The 26-year-old Miami woman was celebrating Labor Day weekend when she and a friend left a club in Wynwood and were offered a ride home in Sept. 2017.
The driver _ Fredrick Gaston, 51_ had a history of predatory behavior, despite being hired by the ride hailing company.
On the evening of the attack, the woman's friend helped her get into the car's passenger seat, while he sat in the back.
Gaston dropped the friend off first, while the woman got sick again in the car. She faded in an out of consciousness as she was driven home, the Miami New Times reported.
Once alone with the woman, Gaston penetrated her with his fingers, according to police. He then parked the car and raped her.
It took police until December 2017 to locate the suspect _ who admitted to having sex with the woman, according to the report.

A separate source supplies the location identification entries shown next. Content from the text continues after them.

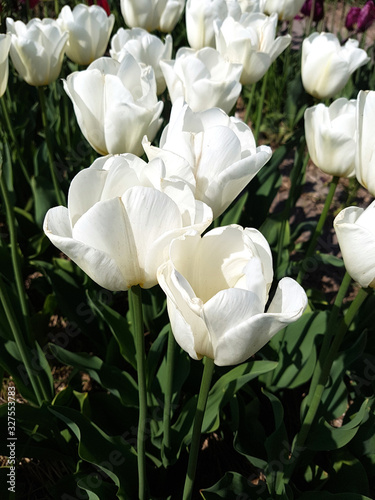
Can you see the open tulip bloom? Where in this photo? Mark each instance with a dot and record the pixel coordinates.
(145, 48)
(220, 151)
(89, 30)
(326, 65)
(217, 289)
(365, 151)
(37, 49)
(330, 136)
(122, 214)
(250, 41)
(115, 104)
(203, 78)
(355, 230)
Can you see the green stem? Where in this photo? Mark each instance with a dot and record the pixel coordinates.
(249, 104)
(135, 301)
(319, 227)
(20, 342)
(168, 392)
(327, 338)
(195, 440)
(58, 193)
(260, 107)
(14, 139)
(11, 220)
(324, 374)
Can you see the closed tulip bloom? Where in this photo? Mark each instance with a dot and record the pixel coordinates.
(89, 30)
(219, 149)
(203, 78)
(115, 104)
(200, 17)
(122, 215)
(252, 42)
(355, 230)
(217, 289)
(145, 48)
(365, 152)
(285, 9)
(37, 49)
(162, 15)
(330, 136)
(327, 66)
(5, 41)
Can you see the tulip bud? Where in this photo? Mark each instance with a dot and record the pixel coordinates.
(203, 78)
(37, 49)
(285, 9)
(355, 230)
(327, 66)
(365, 151)
(89, 30)
(252, 42)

Gaston said he remembered the woman being "really messed up" and "completely out of it," according to Special Victims Detective Michelle Farinas' deposition, obtained by the Miami New Times.
He also admitted to raping her.
The woman told a neighbor what had happened and asked him to call police.

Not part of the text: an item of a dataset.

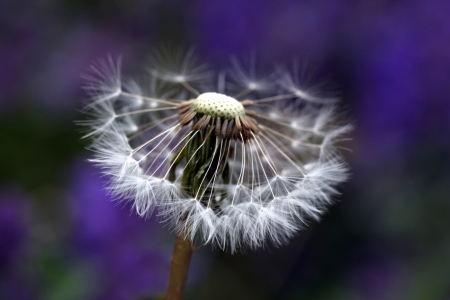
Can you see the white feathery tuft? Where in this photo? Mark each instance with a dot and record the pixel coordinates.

North Miami Police Officer Anthony Murphy said he remembered the victim repeating: "I've been raped," he said in a deposition.

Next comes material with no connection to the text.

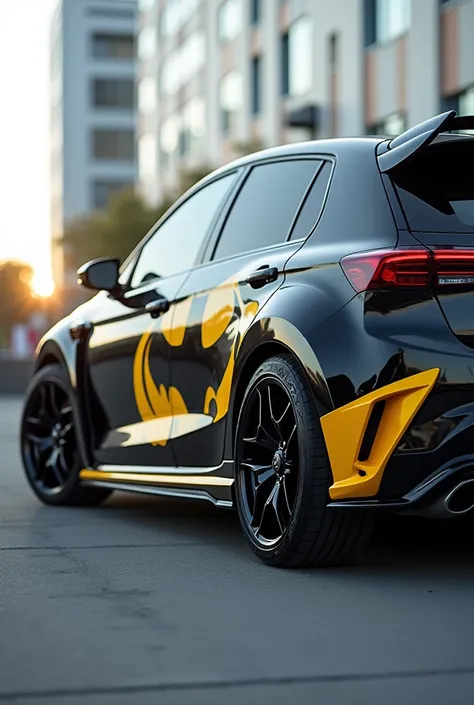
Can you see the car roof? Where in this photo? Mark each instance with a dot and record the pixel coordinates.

"She was in distress. She was crying. She was breathing heavily. She couldn't catch her breath," Murphy told public defender Brian McCormack, according to the report.
The victim later told detectives that she was too intoxicated to stop her attacker, and feared he would harm her if she protested.
Surveillance footage from outside El Patio, the club the pair of friends partied at, shows that Gaston had lingered there.
Additional footage shows Gaston trolling for passengers outside of nearby bars.
Gaston was arrested and his been in jail ever since on a charge of sexual battery on a physically incapacitated victim, a felony.
His criminal case will go to trial on Oct. 29.